Die Tücken seiner Technik reizen bis aufs Blut. Denn er kann nicht selber denken. Leergut, daß bis gestern ohne Murren angenommen wurde wird heute mit lauten Piepen und Displayblinken konsequent verweigert. Ebenso verweigert er Knall auf Fall die Annahme von Leergut derselben Firma, die er eben noch schluckte. Er läßt sich überlisten, ja, eine andere Flasche nehmen, dann mit der ersten erneut probieren. Jedoch auf spitzfindige Überlistungshandlungen läßt er sich nicht ein: schwungvolles Werfen des Leergutes durch seinen langgezogenen Schlund bis in die Auffangbehälter im Inneren lassen seine Sensoren nicht zu. Dann hilft wiederum nur Personal rufen, Flaschen übergeben, sich Flüche anhören.

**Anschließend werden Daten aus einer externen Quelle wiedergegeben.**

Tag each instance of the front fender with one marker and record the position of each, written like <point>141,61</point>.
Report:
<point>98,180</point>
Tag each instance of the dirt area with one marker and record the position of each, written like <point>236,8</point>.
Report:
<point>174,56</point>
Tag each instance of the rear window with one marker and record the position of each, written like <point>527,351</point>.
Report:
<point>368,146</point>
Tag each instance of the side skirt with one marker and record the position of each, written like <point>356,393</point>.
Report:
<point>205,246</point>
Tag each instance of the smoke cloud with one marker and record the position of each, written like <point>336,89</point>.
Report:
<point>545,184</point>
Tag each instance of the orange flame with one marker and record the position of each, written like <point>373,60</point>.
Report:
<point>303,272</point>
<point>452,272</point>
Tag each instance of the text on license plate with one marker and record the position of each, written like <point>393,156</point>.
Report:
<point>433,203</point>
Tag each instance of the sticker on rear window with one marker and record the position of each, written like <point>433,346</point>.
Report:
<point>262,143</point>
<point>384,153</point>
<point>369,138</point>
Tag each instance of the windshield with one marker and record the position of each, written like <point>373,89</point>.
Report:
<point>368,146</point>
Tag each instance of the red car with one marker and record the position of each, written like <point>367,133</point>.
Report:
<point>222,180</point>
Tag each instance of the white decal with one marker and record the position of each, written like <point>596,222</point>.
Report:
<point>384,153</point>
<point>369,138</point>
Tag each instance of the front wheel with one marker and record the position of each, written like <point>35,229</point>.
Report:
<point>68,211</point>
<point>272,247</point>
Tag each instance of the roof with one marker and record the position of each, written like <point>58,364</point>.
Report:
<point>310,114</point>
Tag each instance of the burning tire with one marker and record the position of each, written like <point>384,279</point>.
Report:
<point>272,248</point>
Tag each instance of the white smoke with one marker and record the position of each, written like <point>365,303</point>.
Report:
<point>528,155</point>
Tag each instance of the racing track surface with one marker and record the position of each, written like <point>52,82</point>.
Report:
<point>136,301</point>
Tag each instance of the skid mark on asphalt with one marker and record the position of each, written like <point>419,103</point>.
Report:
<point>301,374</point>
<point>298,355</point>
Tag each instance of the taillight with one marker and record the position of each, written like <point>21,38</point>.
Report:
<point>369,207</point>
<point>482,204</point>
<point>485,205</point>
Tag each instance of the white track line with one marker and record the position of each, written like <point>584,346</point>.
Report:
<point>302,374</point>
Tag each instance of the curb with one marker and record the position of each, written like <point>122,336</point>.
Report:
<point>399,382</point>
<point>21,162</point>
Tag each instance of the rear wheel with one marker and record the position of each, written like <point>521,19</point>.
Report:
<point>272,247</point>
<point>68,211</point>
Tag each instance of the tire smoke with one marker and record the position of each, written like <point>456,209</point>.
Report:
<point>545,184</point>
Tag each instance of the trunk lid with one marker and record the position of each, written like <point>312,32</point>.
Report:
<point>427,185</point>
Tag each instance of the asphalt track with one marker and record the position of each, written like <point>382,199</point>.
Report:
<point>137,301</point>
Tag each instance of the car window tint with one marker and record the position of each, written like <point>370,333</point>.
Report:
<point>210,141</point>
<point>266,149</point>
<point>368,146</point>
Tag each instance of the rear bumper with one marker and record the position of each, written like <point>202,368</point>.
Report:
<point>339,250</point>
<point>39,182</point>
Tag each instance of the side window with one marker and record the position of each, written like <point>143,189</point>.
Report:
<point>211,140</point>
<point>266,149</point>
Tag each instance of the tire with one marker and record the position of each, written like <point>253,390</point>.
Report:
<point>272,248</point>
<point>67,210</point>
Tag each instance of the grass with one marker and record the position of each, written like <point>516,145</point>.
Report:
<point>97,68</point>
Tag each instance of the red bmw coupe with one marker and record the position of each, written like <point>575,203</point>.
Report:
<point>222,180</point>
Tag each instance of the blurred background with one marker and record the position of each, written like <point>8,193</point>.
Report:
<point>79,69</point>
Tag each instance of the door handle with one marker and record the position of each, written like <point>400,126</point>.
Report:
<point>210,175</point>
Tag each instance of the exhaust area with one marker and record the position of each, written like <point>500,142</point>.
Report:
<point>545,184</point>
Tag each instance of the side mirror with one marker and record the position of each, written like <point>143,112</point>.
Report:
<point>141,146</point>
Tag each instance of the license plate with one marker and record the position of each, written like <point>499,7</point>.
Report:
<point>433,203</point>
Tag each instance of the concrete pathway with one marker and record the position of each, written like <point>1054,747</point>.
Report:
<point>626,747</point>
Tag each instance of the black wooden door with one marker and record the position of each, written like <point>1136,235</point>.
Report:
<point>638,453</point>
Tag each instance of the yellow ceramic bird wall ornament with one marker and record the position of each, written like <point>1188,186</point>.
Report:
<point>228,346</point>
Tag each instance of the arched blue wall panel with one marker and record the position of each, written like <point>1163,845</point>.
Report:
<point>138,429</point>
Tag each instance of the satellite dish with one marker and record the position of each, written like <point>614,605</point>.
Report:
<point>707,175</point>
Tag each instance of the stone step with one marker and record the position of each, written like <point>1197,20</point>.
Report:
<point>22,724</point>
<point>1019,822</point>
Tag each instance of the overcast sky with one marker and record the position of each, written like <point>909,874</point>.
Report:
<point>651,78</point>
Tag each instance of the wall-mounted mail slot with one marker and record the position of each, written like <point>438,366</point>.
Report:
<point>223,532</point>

Der Discounter des Vertrauens hat einen ähnlichen Automaten. Der verschlingt vornehmlich Plastikflaschen mit lautem Schmatzen. Sein Schlund ist das ganze Gegenteil: hell, steril und geruchlos.

Die Menschenmenge ist hier deutlich größer, das Leergut wird meist in großen grauen Plastiksäcken mitgebracht. Trotzdem funktioniert die Rücknahme reibungslos. Der Automat tut was er soll, man wartet wortlos. Was gibt es auch besonderes über ihn zu sagen?